One exciting new analytics tool I have been trying out here at Northwestern School of Professional Studies is called Nebula. Nebula is not a Canvas product, but rather the product of a team of professors and programmers here at Northwestern. Developed by Seyed Iravani and Jackie Ng, Nebula presents discussion boards as a graphic of connected nodes (Morris, 2016). According to Professor Iravani, at Northwestern Engineering, after he and Ng were disappointed with low discussion participation rates in a course they were running, they “… wanted to discover how to encourage (their) students to participate more.” So they teamed up with Bill Parod and Jacob Collins in Northwestern IT and developed Nebula. The result is a tool that provides a graphic representation of real human interaction, levels of activity and, logically, student interest…something this instructor finds enormously useful and important when striving for a more learner-centered online course environment.

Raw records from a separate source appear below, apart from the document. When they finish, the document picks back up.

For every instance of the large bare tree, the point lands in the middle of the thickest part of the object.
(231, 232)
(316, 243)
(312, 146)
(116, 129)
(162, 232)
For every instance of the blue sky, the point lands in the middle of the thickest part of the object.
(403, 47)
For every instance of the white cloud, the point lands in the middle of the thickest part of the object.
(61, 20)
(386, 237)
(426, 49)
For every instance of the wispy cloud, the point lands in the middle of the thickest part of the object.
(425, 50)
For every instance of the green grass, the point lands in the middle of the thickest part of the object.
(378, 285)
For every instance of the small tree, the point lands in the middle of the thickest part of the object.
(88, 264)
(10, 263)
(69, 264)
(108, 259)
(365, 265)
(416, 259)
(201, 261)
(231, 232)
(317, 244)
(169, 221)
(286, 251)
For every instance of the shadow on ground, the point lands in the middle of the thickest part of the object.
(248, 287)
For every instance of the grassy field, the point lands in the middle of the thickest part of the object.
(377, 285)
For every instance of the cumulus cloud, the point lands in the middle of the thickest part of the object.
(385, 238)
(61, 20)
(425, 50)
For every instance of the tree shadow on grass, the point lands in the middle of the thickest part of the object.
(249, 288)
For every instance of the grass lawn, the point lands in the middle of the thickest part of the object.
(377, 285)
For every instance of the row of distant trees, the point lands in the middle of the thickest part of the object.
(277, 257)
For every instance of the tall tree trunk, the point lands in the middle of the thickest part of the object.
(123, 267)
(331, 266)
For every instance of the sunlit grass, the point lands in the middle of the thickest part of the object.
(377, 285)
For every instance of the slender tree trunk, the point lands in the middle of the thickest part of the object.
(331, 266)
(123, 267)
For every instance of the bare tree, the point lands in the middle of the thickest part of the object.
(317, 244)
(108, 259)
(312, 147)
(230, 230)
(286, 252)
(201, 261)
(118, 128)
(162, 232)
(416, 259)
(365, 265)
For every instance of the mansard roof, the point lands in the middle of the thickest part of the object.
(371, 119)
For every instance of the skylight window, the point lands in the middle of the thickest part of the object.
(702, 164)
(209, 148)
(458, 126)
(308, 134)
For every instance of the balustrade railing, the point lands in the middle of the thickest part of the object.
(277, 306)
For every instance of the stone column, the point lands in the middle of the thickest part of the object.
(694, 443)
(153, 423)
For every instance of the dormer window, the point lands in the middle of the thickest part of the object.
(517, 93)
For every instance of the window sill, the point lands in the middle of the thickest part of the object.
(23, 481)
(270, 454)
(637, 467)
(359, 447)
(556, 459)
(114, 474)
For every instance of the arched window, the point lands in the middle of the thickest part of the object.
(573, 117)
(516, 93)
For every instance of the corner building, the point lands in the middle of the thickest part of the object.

Keeping learners at the center

At the center of learner-centered education is learner-generated data. It would seem a foregone conclusion that online instructors would agree a learner-centered environment should be driven by the learners and their own connections. However, learning analytics as a field has found itself cast into a debate about the purpose and direction that the field should take. On the one hand, advocates George Siemens and Phil Long (2011) see learning analytics as eventually moving beyond the LMS and leading to what they call an “Intelligent Curriculum.” They view it as disrupting the traditional view of courses and state that, “Analytics in education must be transformative, altering existing teaching, learning, and assessment processes, academic work, and administration”. On the other hand, educators like Melanie Booth (2012) caution that, “…even though learning analytics offers powerful tools and practices to improve the work of learning and assessment, well-considered principles and propositions for learning assessment should inform its careful adoption and use. Otherwise, learning analytics risks becoming a reductionist approach for measuring a bunch of ‘stuff’ that ultimately doesn’t matter. In my world, learning matters.”

Despite the divergent views, there can be no doubt that learning analytics is a byproduct of the information age and online education that has enabled us to view the education process and learning from a new perspective; one that educators have been slow to embrace for whatever reasons.

I recently attended a sales pitch session from one online vendor trying to sell a new data analytics tool that would plug in to an LMS. I was left with a slight chill when the sales team talked about quantifying the content of an online discussion forum to predict which students would succeed and which would not in a course. Can such powerful algorithms turned on the teacher/student relationship actually remove the humanity of our courses? It seems there are some deep questions we may have to face as technology challenges our perceptions of the education process. But one thing is certain, whether developing an outcomes based training program or designing a 21st century Intelligent Curriculum, online educators have a lot to learn from learning analytics.

 

References

Booth, Melanie. (2012). Learning Analytics: The New Black. Educause Review,. Retrieved from http://er.educause.edu/articles/2012/7/learning-analytics-the-new-black

Long, Phillip D., & Siemens, George. (2011). Penetrating the Fog: Analytics in Learning and Education. Educause Review,. Retrieved from http://er.educause.edu/articles/2011/9/penetrating-the-fog-analytics-in-learning-and-education

Morris, A. (2015). New App Shows Online Discussions as Interactive Graphs. Retrieved from http://www.mccormick.northwestern.edu/news/articles/2015/11/new-app-shows-online-discussions-as-interactive-graphs.html

Siemens, G., Gašević, D. (2012). Special Issue on Learning and Knowledge Analytics. Educational Technology & Society, 15(3), 1-163.